Answer Man

Digging into Orlando’s Past

Digging into Orlando’s Past

Q: Is there a secret tunnel connecting the Beacham Theater and the old Angebilt Hotel??

 
A: Local lore has it that in the 1920s, vaudeville stars frequented a passageway between the downtown Orange Avenue buildings (both still standing) to avoid fans at street level. But it may only be urban legend.
For certain, there’s something down there, at least on the Beacham end. In 2007, local historian Steve Rajtar and a TV crew descended through a trap door off the stage and found a passageway about 5 feet high.
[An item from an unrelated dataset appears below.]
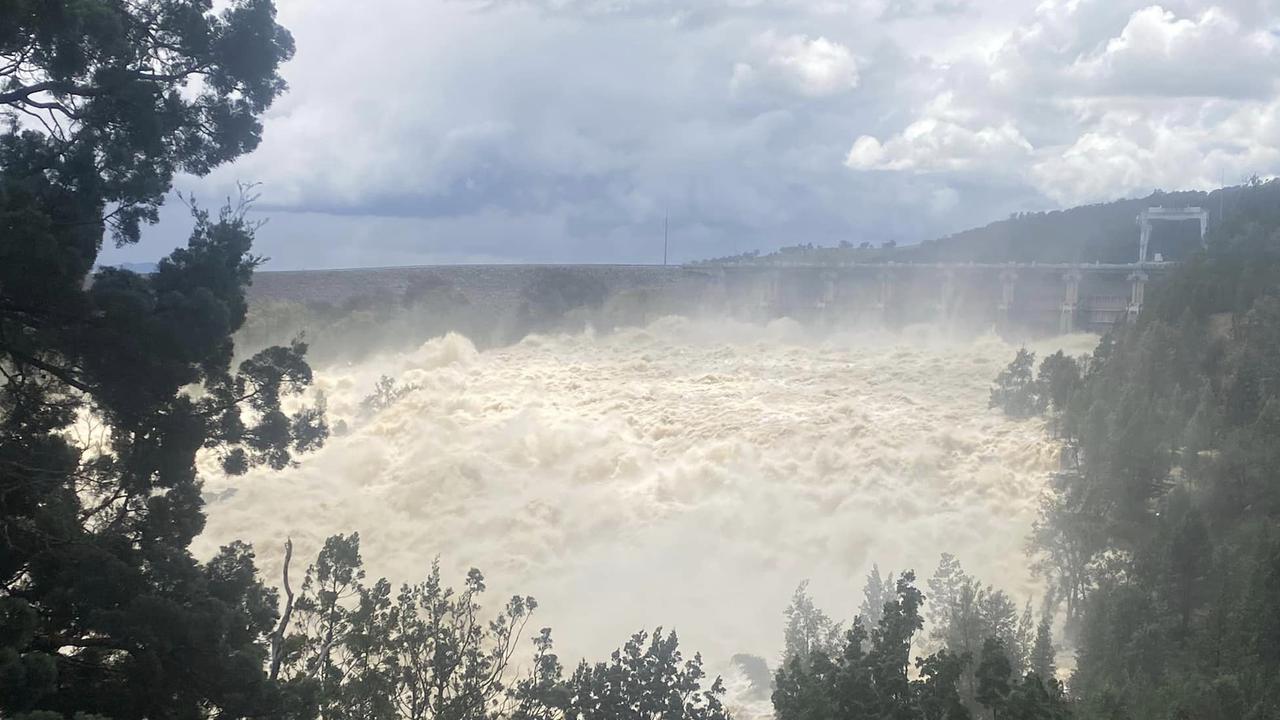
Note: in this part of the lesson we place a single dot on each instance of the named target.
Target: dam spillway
(1016, 299)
As they approached Orange, the space shrank to 3 feet and then appeared to be blocked.
“I didn’t try to crawl all the way and figured that any performers at the Beacham would also have been reluctant to do so through cobwebs and rat droppings,’’ Rajtar says.
On the Angebilt end, there have been rumors of a basement door that led to the tunnel. Orlando resident Bill Milligan’s grandfather owned the hotel in the 1920s, and Milligan’s late older brother, Jimmy, used to work there. However, says Bill Milligan, 79, “I never heard a tunnel mentioned. And my brother would have known if there had been one.’’
Another Orlando historian, Joy Wallace Dickinson, raises an intriguing possibility about the Beacham. Recently she toured some historic buildings in Tampa and learned that during renovation, crews came across subterranean spaces about 3 feet high that were used to hide booze during Prohibition. Could it be that our “tunnel’’ was actually a special storage area?
Answer Man proposes a toast to creativity.
 
Ericka Dunlap
 

 

Q: Whatever happened to Ericka Dunlap, Miss America 2004?

 
A: After venturing into country music in Nashville for a few years, Dunlap is back home in Orlando, running her own PR firm and a foundation she created to teach girls how to develop a strong self-image. She also does motivational speaking around the country, sharing team-building skills she learned in 2009 as a contestant onThe Amazing Race with her then-husband (they placed third). 
Dunlap, 30, started her Crown Jewel Foundation in 2007 with an eye toward using teaching sessions and camps to help girls ages 6 to 16 “understand the worth and the value of their own personal brand.’’ And the Boone High-UCF graduate knows something about that subject. After she became the first African-American Miss Florida, and subsequently won the national title, Dunlap had “a sense of invincibility, and I felt like I could take on any of my goals and make them happen.’’ While she didn’t achieve all of them, she has few regrets.
“That’s why a rearview mirror is really small and the windshield is so large—you need to look forward,’’ Dunlap says.